Data types
SQLite heeft slechts vier primitieve gegevenstypen: INTEGER, REAL, TEXT en BLOB. API's die databasewaarden als resultaat object
geven, retourneren slechts één van deze vier typen. Aanvullende .NET-typen worden ondersteund door Microsoft.Data.Sqlite, maar waarden worden uiteindelijk tussen deze typen en een van de vier primitieve typen gecodeerd.
.NET | SQLite | Opmerkingen |
---|---|---|
Booleaanse waarde | GEHEEL GETAL | 0 of 1 |
Byte | GEHEEL GETAL | |
Byte[] | BLOB | |
Char | TEKST | UTF-8 |
DateOnly | TEKST | jjjj-MM-dd |
Datum en tijd | TEKST | jjjj-MM-dd uu:mm:ss. FFFFFFF |
DateTimeOffset | TEKST | jjjj-MM-dd uu:mm:ss. FFFFFFFzzz |
Decimal | TEKST | 0.0########################### Formaat. REAL zou verliesachtig zijn. |
Dubbel | ECHTE | |
Guid | TEKST | 00000000-0000-0000-0000-000000000000 |
Int16 | GEHEEL GETAL | |
Int32 | GEHEEL GETAL | |
Int64 | GEHEEL GETAL | |
SByte | GEHEEL GETAL | |
Eén | ECHTE | |
String | TEKST | UTF-8 |
TimeOnly | TEKST | UU:mm:ss.fffffff |
TimeSpan | TEKST | d.hh:mm:ss.fffffffff |
UInt16 | GEHEEL GETAL | |
UInt32 | GEHEEL GETAL | |
UInt64 | GEHEEL GETAL | Overloop van grote waarden |
Alternatieve typen
Sommige .NET-typen kunnen worden gelezen uit alternatieve SQLite-typen. Parameters kunnen ook worden geconfigureerd voor het gebruik van deze alternatieve typen. Zie Parameters voor meer informatie.
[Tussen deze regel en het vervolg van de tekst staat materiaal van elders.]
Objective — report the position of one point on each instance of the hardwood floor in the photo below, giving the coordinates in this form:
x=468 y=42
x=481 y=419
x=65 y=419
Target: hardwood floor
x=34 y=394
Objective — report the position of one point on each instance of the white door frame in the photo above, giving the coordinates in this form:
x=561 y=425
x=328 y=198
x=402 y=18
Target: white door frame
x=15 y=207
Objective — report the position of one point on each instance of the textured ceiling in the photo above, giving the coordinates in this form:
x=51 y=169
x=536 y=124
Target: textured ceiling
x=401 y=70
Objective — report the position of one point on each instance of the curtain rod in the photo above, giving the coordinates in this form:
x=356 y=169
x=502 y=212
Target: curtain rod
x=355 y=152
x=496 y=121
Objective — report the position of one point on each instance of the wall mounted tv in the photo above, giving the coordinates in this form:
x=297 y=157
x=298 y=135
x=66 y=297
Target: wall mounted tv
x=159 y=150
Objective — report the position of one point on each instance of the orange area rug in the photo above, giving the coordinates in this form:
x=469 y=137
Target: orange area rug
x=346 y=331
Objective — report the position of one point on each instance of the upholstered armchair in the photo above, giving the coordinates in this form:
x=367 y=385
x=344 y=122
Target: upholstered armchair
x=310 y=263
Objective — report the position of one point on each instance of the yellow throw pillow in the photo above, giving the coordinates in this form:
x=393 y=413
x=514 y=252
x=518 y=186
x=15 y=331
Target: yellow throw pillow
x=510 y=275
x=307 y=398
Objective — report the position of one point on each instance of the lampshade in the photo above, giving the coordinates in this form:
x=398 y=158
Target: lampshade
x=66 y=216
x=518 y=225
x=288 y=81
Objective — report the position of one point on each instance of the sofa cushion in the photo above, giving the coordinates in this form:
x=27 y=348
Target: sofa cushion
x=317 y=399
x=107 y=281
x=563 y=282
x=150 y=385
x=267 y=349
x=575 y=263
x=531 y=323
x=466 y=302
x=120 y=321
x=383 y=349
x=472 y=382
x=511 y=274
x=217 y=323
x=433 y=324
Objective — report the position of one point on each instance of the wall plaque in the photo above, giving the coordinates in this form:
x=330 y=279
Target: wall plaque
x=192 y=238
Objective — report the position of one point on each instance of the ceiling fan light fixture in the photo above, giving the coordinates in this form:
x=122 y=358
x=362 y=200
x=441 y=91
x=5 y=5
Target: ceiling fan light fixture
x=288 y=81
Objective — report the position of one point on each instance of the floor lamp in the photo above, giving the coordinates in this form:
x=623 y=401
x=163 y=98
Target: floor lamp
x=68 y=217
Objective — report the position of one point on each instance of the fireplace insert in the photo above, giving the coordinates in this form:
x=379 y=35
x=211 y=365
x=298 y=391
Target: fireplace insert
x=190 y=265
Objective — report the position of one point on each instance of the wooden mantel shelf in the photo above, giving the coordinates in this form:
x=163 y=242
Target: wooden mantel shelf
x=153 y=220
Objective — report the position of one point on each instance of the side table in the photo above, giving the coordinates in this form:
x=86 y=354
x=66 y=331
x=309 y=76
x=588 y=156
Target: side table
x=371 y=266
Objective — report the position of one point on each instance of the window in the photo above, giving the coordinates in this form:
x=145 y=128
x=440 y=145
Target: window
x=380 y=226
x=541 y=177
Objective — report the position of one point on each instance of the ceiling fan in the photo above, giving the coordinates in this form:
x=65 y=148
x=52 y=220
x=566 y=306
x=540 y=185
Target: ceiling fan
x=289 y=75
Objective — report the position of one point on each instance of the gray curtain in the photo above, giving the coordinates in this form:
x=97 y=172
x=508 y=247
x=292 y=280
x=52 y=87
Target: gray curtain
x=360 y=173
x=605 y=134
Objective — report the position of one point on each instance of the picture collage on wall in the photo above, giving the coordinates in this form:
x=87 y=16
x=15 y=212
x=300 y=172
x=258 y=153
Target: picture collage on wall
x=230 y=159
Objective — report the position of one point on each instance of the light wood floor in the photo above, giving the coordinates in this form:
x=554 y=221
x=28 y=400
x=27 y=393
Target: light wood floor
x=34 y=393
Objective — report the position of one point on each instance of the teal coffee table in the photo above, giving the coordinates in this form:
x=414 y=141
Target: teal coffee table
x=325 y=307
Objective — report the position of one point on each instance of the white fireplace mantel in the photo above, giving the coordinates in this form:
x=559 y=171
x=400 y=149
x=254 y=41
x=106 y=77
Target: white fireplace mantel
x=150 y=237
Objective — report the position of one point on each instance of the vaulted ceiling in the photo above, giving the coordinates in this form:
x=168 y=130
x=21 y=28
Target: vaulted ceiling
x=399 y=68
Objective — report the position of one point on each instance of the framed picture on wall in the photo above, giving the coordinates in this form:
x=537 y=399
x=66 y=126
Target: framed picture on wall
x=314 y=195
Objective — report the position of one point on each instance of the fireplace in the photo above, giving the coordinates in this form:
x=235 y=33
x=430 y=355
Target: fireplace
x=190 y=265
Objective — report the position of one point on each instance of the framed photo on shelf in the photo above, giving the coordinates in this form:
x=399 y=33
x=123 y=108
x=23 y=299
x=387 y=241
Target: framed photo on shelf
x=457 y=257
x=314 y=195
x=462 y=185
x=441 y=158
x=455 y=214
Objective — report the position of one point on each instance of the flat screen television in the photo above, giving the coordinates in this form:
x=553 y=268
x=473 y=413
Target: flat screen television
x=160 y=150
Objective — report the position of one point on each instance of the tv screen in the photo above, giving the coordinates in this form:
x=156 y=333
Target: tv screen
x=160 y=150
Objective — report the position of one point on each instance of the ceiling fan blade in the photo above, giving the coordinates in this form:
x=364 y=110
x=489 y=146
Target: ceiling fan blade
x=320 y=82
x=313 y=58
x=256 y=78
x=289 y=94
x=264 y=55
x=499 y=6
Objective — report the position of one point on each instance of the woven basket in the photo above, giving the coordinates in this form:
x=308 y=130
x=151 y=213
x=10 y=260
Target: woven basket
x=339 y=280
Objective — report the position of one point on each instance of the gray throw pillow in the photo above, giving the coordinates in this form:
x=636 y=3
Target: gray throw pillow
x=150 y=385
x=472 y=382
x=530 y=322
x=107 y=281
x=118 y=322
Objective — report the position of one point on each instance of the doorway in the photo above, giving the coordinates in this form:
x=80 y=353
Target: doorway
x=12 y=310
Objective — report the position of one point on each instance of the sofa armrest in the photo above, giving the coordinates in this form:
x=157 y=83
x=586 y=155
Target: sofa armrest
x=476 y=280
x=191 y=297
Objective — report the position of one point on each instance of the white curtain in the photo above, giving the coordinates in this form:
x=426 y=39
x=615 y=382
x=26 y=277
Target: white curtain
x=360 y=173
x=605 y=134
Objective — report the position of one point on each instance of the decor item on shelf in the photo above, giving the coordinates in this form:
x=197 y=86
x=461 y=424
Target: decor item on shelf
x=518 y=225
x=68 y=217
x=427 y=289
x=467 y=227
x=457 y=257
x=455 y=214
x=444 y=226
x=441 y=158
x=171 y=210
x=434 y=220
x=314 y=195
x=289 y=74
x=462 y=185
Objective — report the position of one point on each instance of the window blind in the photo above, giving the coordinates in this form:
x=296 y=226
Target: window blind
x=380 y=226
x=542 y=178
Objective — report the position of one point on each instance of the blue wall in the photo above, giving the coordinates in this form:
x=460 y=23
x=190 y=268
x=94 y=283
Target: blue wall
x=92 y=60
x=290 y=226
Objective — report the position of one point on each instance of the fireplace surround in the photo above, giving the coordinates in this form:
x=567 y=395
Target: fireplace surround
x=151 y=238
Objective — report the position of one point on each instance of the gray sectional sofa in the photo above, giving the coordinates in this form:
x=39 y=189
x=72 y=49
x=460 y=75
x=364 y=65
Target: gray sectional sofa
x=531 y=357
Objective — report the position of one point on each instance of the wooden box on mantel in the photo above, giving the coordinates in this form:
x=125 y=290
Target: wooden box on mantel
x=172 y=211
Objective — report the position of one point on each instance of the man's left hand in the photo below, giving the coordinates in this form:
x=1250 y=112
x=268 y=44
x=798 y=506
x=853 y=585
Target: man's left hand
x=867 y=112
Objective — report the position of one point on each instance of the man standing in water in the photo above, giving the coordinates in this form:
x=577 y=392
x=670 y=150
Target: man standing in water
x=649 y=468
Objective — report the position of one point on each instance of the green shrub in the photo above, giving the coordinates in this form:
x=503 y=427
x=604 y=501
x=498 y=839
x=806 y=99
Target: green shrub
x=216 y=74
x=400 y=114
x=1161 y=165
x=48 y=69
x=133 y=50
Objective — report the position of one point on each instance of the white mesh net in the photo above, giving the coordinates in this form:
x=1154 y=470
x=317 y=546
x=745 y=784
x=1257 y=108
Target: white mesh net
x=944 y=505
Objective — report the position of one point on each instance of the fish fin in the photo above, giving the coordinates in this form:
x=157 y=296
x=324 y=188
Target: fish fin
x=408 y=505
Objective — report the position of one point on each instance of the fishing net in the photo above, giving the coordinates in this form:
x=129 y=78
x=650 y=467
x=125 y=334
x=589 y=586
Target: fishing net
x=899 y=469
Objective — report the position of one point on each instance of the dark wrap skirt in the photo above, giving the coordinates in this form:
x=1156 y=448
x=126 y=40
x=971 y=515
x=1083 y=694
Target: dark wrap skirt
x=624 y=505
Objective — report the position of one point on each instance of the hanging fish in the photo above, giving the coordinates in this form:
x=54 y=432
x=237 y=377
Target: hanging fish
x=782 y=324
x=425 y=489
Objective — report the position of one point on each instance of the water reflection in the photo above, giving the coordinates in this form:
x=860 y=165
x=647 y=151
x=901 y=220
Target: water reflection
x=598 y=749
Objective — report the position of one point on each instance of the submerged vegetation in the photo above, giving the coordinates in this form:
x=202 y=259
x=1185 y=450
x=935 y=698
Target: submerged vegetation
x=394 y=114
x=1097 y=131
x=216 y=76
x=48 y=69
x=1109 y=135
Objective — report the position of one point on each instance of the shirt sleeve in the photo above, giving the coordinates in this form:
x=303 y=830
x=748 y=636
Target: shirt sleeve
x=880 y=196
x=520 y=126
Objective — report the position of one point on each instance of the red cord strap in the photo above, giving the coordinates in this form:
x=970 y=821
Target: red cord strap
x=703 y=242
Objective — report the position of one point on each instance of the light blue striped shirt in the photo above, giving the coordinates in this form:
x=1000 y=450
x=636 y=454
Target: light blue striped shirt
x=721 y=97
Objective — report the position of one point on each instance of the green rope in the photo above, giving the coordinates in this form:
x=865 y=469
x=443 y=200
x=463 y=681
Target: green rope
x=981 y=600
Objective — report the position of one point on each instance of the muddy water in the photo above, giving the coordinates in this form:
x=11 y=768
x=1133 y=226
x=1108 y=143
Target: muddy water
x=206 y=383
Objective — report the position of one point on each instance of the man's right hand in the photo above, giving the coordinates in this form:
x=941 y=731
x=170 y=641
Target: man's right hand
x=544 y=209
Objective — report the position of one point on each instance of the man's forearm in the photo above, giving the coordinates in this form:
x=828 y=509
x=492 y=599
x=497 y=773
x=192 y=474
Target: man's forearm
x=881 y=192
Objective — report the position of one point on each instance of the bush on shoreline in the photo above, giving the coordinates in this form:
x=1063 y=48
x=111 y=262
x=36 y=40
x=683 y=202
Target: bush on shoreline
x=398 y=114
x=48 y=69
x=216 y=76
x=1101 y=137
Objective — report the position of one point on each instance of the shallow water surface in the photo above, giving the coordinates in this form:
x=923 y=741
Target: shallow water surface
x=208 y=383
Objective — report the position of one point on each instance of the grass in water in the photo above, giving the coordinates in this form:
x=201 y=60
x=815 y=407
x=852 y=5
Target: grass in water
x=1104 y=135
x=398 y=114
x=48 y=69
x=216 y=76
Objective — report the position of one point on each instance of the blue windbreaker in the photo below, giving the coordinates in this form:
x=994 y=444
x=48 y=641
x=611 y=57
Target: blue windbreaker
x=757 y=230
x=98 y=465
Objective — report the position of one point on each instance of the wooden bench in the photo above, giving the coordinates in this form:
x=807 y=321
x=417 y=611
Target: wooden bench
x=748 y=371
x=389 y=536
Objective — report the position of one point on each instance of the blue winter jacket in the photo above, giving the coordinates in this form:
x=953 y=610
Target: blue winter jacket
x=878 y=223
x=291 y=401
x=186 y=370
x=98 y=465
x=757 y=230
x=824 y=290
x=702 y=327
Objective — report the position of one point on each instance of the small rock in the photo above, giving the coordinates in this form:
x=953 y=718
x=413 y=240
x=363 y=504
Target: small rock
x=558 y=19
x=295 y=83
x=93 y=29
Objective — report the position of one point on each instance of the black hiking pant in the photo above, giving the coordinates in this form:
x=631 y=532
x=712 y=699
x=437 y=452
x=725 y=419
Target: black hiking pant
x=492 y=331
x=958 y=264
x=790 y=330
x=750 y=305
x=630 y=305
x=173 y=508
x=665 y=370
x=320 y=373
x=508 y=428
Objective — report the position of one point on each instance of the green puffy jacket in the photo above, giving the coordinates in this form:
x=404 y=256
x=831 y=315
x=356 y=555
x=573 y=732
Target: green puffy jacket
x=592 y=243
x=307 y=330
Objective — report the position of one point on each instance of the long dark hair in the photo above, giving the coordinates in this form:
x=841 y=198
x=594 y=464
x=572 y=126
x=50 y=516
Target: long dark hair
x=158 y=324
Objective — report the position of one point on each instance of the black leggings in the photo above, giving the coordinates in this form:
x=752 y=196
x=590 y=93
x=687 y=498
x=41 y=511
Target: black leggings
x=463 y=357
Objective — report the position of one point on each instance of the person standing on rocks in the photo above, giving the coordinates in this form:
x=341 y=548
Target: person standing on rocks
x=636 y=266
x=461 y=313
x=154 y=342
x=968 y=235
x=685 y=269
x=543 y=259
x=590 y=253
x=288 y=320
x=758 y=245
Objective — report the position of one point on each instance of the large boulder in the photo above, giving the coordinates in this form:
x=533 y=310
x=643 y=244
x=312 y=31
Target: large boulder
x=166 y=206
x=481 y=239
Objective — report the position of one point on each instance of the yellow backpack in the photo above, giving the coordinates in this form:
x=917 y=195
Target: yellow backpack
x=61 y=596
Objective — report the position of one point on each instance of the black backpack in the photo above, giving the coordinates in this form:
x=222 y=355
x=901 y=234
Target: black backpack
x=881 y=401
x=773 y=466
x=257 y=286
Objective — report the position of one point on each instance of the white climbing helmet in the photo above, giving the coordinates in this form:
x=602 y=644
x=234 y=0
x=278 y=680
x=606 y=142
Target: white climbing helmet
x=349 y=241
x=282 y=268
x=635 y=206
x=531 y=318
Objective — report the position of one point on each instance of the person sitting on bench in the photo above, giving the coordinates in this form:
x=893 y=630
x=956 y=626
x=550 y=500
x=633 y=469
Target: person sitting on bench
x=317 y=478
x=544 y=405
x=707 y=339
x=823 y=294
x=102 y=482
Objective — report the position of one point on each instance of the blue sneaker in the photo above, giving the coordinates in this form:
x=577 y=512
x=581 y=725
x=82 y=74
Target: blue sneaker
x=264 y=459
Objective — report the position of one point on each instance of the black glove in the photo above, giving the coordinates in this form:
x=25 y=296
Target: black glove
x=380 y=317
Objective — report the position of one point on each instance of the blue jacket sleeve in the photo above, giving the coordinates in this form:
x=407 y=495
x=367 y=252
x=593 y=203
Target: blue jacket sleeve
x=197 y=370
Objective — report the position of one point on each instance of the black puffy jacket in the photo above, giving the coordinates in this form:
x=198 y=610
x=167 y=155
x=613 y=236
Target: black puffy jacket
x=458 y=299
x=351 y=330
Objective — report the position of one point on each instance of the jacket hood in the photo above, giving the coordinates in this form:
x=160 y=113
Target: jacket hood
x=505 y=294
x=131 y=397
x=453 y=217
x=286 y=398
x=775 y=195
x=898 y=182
.NET | SQLite | Opmerkingen |
---|---|---|
Char | GEHEEL GETAL | UTF-16 |
DateOnly | ECHTE | Juliaanse dagwaarde |
Datum en tijd | ECHTE | Juliaanse dagwaarde |
DateTimeOffset | ECHTE | Juliaanse dagwaarde |
Guid | BLOB | |
TimeOnly | ECHTE | In dagen |
TimeSpan | ECHTE | In dagen |
De volgende query leest bijvoorbeeld een TimeSpan-waarde uit een REAL-kolom in de resultatenset.
command.CommandText =
@"
SELECT name, julianday(finished) - julianday(started) AS length
FROM task
WHERE finished IS NOT NULL
";
using (var reader = command.ExecuteReader())
{
while (reader.Read())
{
var name = reader.GetString(0);
var length = reader.GetTimeSpan(1);
Console.WriteLine($"'{name}' took {length}.");
}
}
Kolomtypen
SQLite maakt gebruik van een dynamisch typesysteem waarbij het type van een waarde is gekoppeld aan de waarde zelf en niet aan de kolom waarin deze is opgeslagen. U kunt de gewenste kolomtypenaam gebruiken. Microsoft.Data.Sqlite past geen extra semantiek toe op deze namen.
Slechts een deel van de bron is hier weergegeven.